Dans ce paysage en recomposition, Marie Lucas Scarpa a apporté un éclairage particulièrement nuancé sur les pratiques contemporaines de lecture. En tant que lectrice, elle a affirmé son attachement au livre papier, comme espace d’attention et de relation intime au texte. En tant qu’autrice, elle reconnaît cependant pleinement l’intérêt des formats numériques, notamment pour leur capacité de diffusion et d’élargissement des publics. Cette position, à la fois ancrée et ouverte, a incarné l’un des fils conducteurs de la discussion : la coexistence, parfois tensionnelle, mais féconde, des formes et des usages.

Les échanges ont ainsi mis en évidence une économie de l’attention devenue centrale, dans laquelle la lecture doit désormais trouver sa place face à une multiplicité de sollicitations.

Écrire pour réparer le monde : la littérature comme espace de résistance

La seconde table ronde a réuni Ananda Devi, Karim Kattan, Monique Proulx et Fawzia Zouari, autour de la fonction humaniste et politique de la littérature.

Les échanges ont déplacé la réflexion vers une dimension plus intime et essentielle de l’écriture : celle d’un travail de réparation. Réparation de soi d’abord, dans ce que l’écriture permet de formuler, de traverser, de rendre partageable et réparation du lien ensuite, car ce qui est écrit, une fois publié, ne relève plus seulement de l’expérience individuelle mais entre en résonance avec d’autres vécus.

Les auteurs ont ainsi insisté sur cette capacité singulière de la littérature à créer une forme de communauté sensible, un lieu où des lecteurs peuvent se reconnaître et se rejoindre, sans nécessairement se connaître. Une manière de partager des expériences parfois douloureuses, mais en les inscrivant dans une perspective qui les dépasse et les transforme.

Dans cette perspective, la littérature apparaît comme un acte à la fois intime et profondément engagé, un geste qui rend possible une mise en commun des expériences humaines, une forme d’attention au monde, une exigence, parfois même une forme de bonté.
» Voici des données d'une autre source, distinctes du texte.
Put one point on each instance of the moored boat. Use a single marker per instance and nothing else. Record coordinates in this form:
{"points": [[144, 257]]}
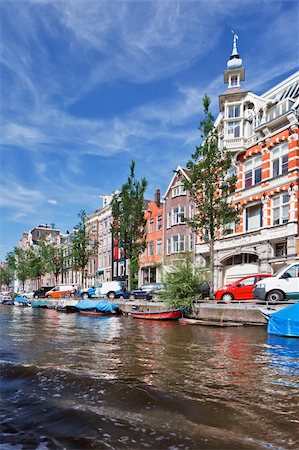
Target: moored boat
{"points": [[21, 301], [97, 308], [173, 314], [285, 322]]}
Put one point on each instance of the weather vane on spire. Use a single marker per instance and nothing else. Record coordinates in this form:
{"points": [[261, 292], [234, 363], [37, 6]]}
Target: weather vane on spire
{"points": [[235, 50]]}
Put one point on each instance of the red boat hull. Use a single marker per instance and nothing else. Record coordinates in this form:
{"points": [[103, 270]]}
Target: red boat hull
{"points": [[94, 313], [160, 315]]}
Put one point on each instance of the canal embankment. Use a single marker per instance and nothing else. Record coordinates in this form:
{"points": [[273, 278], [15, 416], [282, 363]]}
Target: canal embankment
{"points": [[246, 312]]}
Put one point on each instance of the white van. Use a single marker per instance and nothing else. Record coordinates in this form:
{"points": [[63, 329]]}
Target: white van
{"points": [[111, 289], [284, 285]]}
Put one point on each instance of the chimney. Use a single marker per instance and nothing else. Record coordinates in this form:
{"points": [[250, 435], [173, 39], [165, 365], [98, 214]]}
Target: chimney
{"points": [[157, 197]]}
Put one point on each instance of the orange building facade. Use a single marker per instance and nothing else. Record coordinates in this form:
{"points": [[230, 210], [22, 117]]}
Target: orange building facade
{"points": [[262, 134], [151, 259]]}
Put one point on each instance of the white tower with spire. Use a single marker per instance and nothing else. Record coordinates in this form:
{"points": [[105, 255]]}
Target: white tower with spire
{"points": [[235, 73]]}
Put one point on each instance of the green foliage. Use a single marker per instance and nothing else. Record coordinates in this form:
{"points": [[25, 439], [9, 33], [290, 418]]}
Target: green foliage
{"points": [[19, 263], [182, 283], [49, 259], [83, 246], [128, 213], [210, 185], [4, 276]]}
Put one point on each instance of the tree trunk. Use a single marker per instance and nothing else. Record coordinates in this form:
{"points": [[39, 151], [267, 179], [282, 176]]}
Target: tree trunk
{"points": [[128, 261], [212, 267]]}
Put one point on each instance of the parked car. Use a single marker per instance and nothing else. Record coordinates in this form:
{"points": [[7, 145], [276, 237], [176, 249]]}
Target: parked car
{"points": [[41, 292], [26, 294], [146, 292], [61, 291], [88, 292], [284, 285], [241, 289]]}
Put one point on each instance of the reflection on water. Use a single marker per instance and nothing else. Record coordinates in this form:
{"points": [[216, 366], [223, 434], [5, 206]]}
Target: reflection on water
{"points": [[71, 381]]}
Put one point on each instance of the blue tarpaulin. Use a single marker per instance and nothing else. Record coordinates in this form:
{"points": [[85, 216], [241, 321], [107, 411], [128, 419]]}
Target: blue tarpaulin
{"points": [[98, 305], [21, 300], [285, 322]]}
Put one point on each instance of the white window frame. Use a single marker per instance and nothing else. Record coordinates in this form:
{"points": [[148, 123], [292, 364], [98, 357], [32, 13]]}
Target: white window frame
{"points": [[280, 209], [278, 153], [252, 166], [178, 243], [150, 248], [232, 126], [151, 224], [159, 247], [178, 215], [234, 111], [159, 223], [168, 247], [178, 190]]}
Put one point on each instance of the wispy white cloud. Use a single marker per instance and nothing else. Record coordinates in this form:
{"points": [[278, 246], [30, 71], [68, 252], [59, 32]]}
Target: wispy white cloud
{"points": [[52, 201]]}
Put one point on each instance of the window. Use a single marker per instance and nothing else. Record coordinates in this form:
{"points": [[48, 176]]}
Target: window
{"points": [[168, 220], [159, 223], [168, 247], [293, 272], [178, 243], [151, 225], [253, 217], [280, 160], [247, 281], [280, 205], [191, 211], [234, 111], [159, 247], [234, 80], [233, 129], [150, 248], [191, 244], [253, 171], [178, 215], [280, 249], [178, 190]]}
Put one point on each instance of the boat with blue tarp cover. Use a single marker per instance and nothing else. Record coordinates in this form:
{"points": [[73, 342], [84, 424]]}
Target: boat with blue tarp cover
{"points": [[285, 322], [97, 308]]}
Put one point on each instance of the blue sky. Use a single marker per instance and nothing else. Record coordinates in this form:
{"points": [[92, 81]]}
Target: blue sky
{"points": [[88, 86]]}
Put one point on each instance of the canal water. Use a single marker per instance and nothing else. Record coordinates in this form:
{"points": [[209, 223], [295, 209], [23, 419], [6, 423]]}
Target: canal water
{"points": [[78, 382]]}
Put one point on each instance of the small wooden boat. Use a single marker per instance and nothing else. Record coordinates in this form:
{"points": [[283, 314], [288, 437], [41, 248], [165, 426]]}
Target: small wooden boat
{"points": [[173, 314]]}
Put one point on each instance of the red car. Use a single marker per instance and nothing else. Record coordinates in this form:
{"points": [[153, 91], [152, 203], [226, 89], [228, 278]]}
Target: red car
{"points": [[241, 289]]}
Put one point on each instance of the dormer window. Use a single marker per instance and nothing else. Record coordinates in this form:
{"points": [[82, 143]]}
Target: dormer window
{"points": [[234, 111], [233, 129], [234, 81]]}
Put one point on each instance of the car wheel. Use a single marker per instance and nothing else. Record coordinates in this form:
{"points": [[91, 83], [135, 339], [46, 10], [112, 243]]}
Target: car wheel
{"points": [[275, 296], [227, 298]]}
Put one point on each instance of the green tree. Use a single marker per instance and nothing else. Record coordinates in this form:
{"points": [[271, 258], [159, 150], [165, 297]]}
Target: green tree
{"points": [[83, 246], [210, 186], [4, 276], [19, 263], [129, 223], [183, 283], [50, 259]]}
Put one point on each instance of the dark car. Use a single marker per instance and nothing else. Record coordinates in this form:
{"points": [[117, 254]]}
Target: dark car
{"points": [[145, 292], [41, 292]]}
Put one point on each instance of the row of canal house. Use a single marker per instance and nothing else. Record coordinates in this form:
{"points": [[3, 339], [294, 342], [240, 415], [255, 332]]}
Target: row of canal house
{"points": [[261, 132]]}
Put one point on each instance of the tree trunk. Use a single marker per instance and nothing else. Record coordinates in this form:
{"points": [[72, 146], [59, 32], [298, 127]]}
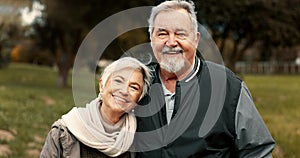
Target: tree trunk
{"points": [[62, 80]]}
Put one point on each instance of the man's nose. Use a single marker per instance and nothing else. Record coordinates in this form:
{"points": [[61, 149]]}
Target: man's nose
{"points": [[172, 41]]}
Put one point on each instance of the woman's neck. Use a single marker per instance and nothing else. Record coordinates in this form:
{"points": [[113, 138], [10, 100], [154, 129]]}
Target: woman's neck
{"points": [[109, 116]]}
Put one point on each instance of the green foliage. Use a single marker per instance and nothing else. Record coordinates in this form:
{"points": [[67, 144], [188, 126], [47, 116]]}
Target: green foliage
{"points": [[30, 102]]}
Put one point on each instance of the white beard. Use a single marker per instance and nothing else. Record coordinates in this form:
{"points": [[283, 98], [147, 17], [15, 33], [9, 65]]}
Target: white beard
{"points": [[172, 65]]}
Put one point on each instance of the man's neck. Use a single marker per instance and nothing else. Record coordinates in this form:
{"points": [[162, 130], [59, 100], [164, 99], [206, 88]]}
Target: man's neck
{"points": [[170, 79]]}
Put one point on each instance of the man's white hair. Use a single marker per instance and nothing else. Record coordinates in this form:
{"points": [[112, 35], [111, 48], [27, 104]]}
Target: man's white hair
{"points": [[174, 5]]}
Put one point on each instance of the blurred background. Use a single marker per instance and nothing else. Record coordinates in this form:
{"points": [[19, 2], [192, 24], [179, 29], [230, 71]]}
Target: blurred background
{"points": [[258, 39]]}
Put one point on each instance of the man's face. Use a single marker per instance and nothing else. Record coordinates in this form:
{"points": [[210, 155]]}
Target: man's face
{"points": [[173, 40]]}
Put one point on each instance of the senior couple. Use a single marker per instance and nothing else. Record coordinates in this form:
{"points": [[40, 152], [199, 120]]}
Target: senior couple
{"points": [[176, 119]]}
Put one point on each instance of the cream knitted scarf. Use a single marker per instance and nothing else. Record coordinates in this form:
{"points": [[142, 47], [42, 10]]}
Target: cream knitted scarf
{"points": [[85, 124]]}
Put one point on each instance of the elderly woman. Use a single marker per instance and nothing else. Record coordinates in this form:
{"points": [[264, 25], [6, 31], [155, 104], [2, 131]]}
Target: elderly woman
{"points": [[106, 126]]}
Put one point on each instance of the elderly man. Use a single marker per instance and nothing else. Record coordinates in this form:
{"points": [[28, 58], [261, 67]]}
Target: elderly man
{"points": [[195, 108]]}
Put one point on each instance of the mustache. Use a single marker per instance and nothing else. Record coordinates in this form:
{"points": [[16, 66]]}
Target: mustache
{"points": [[167, 49]]}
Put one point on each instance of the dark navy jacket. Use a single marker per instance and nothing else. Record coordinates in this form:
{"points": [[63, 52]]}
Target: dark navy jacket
{"points": [[214, 116]]}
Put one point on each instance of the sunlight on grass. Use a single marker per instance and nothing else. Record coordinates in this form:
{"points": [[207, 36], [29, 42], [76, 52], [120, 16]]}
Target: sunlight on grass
{"points": [[30, 102], [277, 99]]}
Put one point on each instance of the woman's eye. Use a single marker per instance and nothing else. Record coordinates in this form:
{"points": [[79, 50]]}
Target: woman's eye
{"points": [[117, 81], [134, 88], [181, 35]]}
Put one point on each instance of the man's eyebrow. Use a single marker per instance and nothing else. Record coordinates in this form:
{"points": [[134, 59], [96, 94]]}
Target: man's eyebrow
{"points": [[162, 29]]}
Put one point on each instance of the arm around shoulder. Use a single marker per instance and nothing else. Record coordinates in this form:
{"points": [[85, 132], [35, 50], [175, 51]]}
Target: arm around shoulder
{"points": [[52, 147]]}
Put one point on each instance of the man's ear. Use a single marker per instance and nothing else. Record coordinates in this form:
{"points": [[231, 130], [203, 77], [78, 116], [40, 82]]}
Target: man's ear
{"points": [[100, 85], [197, 38]]}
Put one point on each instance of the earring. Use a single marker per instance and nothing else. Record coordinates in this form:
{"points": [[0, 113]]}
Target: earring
{"points": [[99, 96]]}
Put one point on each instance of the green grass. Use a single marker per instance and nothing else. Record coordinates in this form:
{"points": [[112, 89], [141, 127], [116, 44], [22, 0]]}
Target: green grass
{"points": [[30, 102], [277, 99]]}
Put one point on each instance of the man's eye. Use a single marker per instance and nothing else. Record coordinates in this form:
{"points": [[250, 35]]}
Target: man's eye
{"points": [[162, 34], [134, 88], [117, 81]]}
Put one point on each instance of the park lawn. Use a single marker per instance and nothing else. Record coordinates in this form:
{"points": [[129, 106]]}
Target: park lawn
{"points": [[30, 102], [277, 99]]}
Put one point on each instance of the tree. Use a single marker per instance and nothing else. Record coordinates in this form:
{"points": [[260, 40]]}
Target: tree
{"points": [[65, 24], [247, 22], [10, 27]]}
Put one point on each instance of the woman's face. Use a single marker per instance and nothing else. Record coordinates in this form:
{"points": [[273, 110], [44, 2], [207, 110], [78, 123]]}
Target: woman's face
{"points": [[122, 90]]}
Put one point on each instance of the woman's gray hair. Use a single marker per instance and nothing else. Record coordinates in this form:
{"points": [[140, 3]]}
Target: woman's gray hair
{"points": [[173, 5], [128, 62]]}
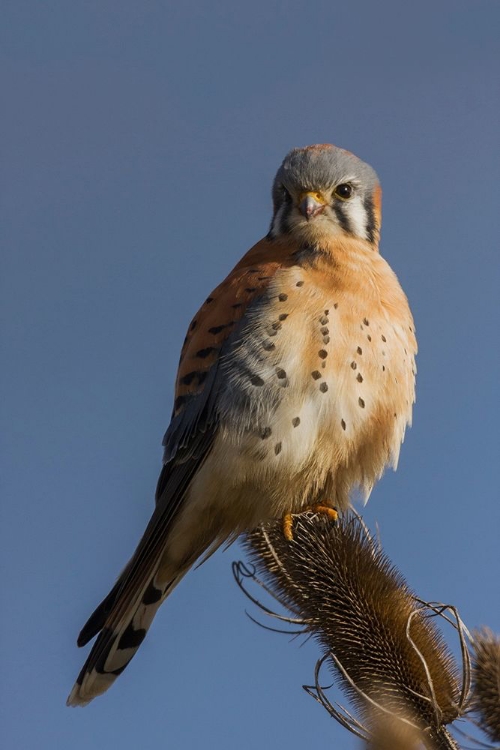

Les échanges ont rappelé que, face aux logiques d’accélération et de standardisation, l’écriture demeure un espace de résistance, de complexité et de profondeur. Dire ce qui résiste, rendre compte de ce qui est fragilisé, imaginer d’autres possibles : telles sont les fonctions essentielles que la littérature continue d’assumer.

Dans un monde traversé par des tensions multiples, la littérature apparaît ainsi comme un lieu de reconstruction symbolique, capable de maintenir un dialogue entre les expériences humaines et de porter une parole singulière.

Un engagement renouvelé de la Francophonie en faveur du livre

Cet après-midi a également été ponctué de lectures scéniques proposées par des étudiantes des classes préparatoires du lycée Henri-IV. Leur participation a inscrit la jeunesse au cœur de cette réflexion collective, en soulignant l’enjeu central de transmission du goût de la lecture et de renouvellement des pratiques.

À travers tous ces échanges, l’OIF réaffirme son engagement en faveur d’une filière du livre plus équitable, plus visible et plus résiliente dans l’espace francophone.

Dans un contexte de recomposition rapide des modèles économiques et des usages, ces tables rondes ont souligné la nécessité de soutenir la création, de garantir une juste rémunération des auteurs et de préserver la diversité des expressions littéraires.